- All Implemented Interfaces:
OptimizationProblem<BitVector>,Problem<BitVector>
The Plateaus problem involves maximizing the following function. Divide the bits of the bit string into four equal sized parts. For each of the four parts, check whether all bits in the segment are equal to a 1, and if so, then that segment contributes 2.5*n to the fitness function, where n is the length of the entire bit string (if there are any 0s in the segment, then that segment doesn't contribute anything to the fitness function). Since there are four segments the optimum occurs when the entire bit string is all 1s, which has a maximum fitness of 10*n.

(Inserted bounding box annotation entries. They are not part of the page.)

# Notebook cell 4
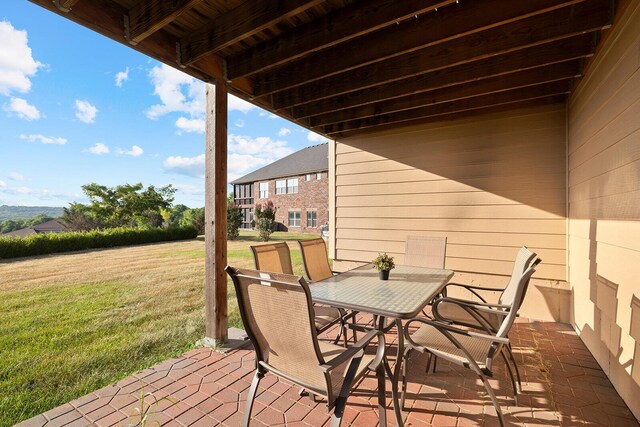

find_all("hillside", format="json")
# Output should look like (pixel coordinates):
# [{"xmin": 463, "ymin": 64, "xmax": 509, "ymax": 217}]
[{"xmin": 0, "ymin": 205, "xmax": 62, "ymax": 221}]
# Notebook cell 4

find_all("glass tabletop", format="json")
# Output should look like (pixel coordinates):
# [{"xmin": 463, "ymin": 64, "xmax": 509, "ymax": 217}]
[{"xmin": 310, "ymin": 264, "xmax": 453, "ymax": 319}]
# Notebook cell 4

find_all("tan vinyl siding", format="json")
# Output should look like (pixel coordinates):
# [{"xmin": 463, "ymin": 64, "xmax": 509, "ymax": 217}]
[
  {"xmin": 334, "ymin": 105, "xmax": 569, "ymax": 321},
  {"xmin": 569, "ymin": 2, "xmax": 640, "ymax": 417}
]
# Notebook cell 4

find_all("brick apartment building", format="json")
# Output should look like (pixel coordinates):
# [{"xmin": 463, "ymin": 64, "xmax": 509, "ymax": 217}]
[{"xmin": 231, "ymin": 144, "xmax": 329, "ymax": 234}]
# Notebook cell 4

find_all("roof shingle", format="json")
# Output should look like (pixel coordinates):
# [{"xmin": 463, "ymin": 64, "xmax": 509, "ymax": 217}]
[{"xmin": 231, "ymin": 143, "xmax": 329, "ymax": 184}]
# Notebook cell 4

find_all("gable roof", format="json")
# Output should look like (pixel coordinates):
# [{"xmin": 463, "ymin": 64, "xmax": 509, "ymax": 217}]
[{"xmin": 231, "ymin": 143, "xmax": 329, "ymax": 184}]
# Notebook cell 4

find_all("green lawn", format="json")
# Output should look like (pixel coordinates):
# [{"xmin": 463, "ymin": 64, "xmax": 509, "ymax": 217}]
[{"xmin": 0, "ymin": 232, "xmax": 315, "ymax": 426}]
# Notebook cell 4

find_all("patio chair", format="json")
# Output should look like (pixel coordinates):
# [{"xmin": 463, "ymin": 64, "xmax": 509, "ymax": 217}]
[
  {"xmin": 400, "ymin": 265, "xmax": 535, "ymax": 426},
  {"xmin": 226, "ymin": 267, "xmax": 386, "ymax": 426},
  {"xmin": 427, "ymin": 246, "xmax": 542, "ymax": 392},
  {"xmin": 298, "ymin": 238, "xmax": 358, "ymax": 347},
  {"xmin": 250, "ymin": 242, "xmax": 347, "ymax": 347},
  {"xmin": 298, "ymin": 239, "xmax": 335, "ymax": 282}
]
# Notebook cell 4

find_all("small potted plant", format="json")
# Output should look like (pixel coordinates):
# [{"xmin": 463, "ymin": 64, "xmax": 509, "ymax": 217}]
[{"xmin": 373, "ymin": 252, "xmax": 396, "ymax": 280}]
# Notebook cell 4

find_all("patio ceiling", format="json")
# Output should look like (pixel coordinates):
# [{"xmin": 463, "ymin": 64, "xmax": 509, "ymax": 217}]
[{"xmin": 31, "ymin": 0, "xmax": 615, "ymax": 138}]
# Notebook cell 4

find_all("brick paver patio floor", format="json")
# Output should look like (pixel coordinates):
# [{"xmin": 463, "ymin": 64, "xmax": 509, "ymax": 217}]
[{"xmin": 20, "ymin": 321, "xmax": 638, "ymax": 427}]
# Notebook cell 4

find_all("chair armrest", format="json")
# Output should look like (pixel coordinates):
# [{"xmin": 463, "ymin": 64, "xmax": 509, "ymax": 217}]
[
  {"xmin": 432, "ymin": 297, "xmax": 507, "ymax": 334},
  {"xmin": 404, "ymin": 317, "xmax": 509, "ymax": 344},
  {"xmin": 320, "ymin": 330, "xmax": 386, "ymax": 372},
  {"xmin": 442, "ymin": 282, "xmax": 504, "ymax": 303},
  {"xmin": 438, "ymin": 297, "xmax": 511, "ymax": 313}
]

The entire search space only has 5 possible fitness values: 0, 2.5*n, 5*n, 7.5*n, and 10*n.
The value method implements the original maximization version of the Plateaus
problem, as described above. The algorithms of the Chips-n-Salsa library are defined for
minimization, requiring a cost function. The cost method implements the equivalent
as the following minimization problem: minimize cost(x) = 10*n - f(x), where f(x) is the Plateaus
function as defined above. The global optima is still all 1-bits, which has a cost equal to 0.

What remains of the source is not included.